Peter Lindbergh - Photography

Photography

Peter Lindbergh moved to Paris in 1978 and started working internationally for Vogue, first the Italian, then the English, French, German, and American Vogue, later for The New Yorker, Vanity Fair, Allure, and Rolling Stone. His mostly black-and-white photographs, implement a pictorial language that takes its lead from early German cinema and from the Berlin art scene of the 1920s.

In 1988, Anna Wintour arrived at American Vogue and signed Lindbergh for the magazine. He shot Miss Wintour’s first, then revolutionary American Vogue, November 1988 cover.

Lindbergh photographed the "iconic" January 1990 Vogue cover that featured Linda Evangelista, Naomi Campbell, Tatjana Patitz, Cindy Crawford, and Christy Turlington.

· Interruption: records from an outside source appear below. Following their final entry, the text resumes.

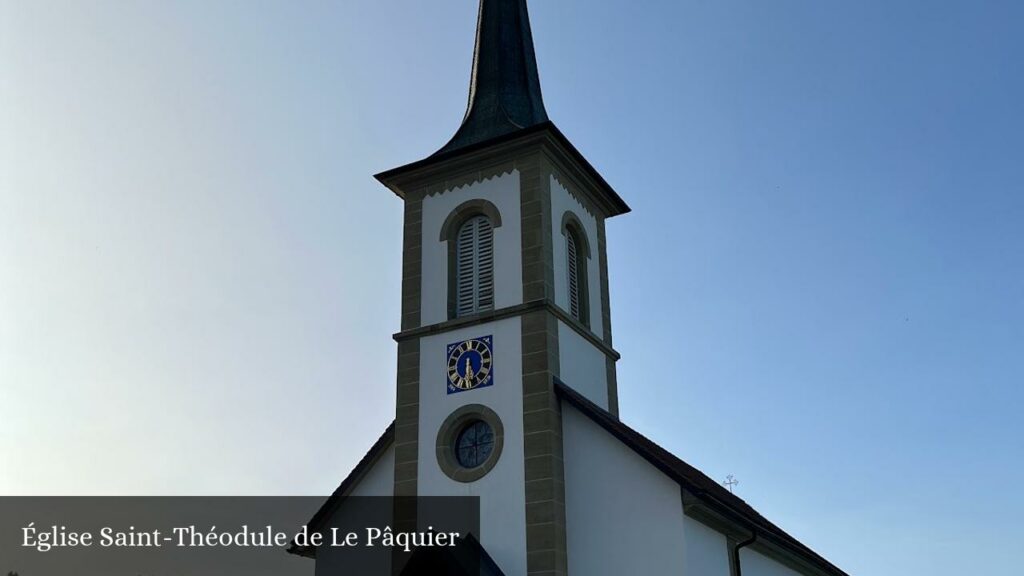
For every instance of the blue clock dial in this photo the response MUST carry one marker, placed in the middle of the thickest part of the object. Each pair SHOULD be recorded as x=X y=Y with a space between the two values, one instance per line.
x=469 y=365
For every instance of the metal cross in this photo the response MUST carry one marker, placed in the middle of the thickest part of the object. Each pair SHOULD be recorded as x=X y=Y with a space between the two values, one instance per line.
x=730 y=482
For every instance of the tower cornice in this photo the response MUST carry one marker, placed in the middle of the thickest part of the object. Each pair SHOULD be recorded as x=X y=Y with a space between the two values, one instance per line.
x=546 y=137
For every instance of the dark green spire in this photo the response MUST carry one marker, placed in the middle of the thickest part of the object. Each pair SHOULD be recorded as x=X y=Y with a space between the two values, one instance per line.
x=505 y=89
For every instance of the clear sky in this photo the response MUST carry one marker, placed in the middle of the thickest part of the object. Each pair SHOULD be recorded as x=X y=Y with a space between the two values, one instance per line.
x=820 y=288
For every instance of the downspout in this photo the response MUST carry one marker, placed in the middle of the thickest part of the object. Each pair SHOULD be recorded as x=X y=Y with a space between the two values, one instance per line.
x=735 y=552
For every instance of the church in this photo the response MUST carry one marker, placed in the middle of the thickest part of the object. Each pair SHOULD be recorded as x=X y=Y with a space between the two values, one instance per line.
x=506 y=372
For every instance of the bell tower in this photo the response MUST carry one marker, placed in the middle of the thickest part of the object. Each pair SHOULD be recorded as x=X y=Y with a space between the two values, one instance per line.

He made portraits of Catherine Deneuve, Mick Jagger, Charlotte Rampling, Nastassja Kinski, Tina Turner, John Travolta, Madonna, Sharon Stone, John Malkovich, and countless others.

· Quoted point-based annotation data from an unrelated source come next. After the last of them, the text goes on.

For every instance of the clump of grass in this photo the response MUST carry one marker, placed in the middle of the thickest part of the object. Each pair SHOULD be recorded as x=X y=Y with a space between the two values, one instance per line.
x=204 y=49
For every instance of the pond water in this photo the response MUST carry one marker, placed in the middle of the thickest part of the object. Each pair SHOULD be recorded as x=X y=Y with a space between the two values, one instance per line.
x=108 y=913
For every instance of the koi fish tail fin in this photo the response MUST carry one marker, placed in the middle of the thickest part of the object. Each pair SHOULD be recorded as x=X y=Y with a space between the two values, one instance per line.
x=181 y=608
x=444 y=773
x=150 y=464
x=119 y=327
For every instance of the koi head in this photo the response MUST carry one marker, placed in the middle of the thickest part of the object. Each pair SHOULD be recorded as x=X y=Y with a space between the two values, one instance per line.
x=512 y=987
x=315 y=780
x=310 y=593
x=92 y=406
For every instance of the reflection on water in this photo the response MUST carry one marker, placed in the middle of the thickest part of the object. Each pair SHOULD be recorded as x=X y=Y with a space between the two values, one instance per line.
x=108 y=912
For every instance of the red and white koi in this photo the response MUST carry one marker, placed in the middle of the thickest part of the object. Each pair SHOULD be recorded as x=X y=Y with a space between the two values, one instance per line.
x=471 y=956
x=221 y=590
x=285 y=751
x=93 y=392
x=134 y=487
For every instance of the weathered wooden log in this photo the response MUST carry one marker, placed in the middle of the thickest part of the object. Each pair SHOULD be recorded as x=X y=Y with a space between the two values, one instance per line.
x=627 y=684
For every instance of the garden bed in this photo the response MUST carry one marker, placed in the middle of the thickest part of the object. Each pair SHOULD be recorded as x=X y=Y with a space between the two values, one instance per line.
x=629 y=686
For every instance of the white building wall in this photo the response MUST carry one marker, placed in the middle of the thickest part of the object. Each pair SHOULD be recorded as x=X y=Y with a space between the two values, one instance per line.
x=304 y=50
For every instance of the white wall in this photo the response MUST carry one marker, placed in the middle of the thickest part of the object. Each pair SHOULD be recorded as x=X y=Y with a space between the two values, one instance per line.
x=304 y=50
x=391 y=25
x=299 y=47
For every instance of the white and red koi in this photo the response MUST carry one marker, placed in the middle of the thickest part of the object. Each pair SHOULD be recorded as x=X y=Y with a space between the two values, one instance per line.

When Lindbergh was put under contract to the American Harpers Bazaar by Liz Tilberis in 1992, she made her editor sign a seven-figure check.

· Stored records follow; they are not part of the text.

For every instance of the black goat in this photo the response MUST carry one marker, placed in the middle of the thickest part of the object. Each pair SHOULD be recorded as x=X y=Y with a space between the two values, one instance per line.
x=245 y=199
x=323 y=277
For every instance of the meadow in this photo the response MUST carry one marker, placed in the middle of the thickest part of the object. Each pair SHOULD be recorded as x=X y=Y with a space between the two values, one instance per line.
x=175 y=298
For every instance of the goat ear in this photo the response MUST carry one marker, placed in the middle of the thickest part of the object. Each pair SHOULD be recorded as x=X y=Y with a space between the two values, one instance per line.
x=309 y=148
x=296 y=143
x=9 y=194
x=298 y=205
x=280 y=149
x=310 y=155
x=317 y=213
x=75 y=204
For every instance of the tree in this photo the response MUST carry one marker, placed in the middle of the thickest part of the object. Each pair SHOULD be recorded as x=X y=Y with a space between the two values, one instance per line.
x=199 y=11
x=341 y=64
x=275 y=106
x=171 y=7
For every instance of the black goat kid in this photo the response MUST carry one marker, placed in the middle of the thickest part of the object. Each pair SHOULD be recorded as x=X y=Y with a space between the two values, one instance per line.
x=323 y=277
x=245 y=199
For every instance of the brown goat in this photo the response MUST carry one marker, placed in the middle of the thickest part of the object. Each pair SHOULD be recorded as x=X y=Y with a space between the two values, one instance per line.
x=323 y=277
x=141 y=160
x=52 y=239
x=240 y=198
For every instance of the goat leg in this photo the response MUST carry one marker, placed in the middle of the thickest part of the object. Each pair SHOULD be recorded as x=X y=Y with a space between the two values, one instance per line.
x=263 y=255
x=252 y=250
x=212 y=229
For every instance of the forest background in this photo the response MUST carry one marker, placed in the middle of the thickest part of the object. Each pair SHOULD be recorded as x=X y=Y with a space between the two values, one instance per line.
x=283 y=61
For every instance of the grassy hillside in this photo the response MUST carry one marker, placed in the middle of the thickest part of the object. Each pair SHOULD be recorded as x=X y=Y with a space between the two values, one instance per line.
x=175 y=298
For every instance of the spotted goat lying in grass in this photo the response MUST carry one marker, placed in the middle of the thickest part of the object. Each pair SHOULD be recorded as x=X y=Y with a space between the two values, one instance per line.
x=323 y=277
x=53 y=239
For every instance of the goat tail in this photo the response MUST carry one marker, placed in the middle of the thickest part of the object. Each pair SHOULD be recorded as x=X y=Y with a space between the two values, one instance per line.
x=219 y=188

His first book, 10 Women by Peter Lindbergh, a black-and-white portfolio of ten top contemporary models, was published in 1996 and had sold more than 100,000 copies as of 2008.

Twice he has shot the Pirelli calendar, in 1996 and 2002. The latter, which featured actresses instead of models for the first time, was shot on the back lot of Universal Studios, and was described by Germaine Greer as "Pirelli's most challenging calendar yet."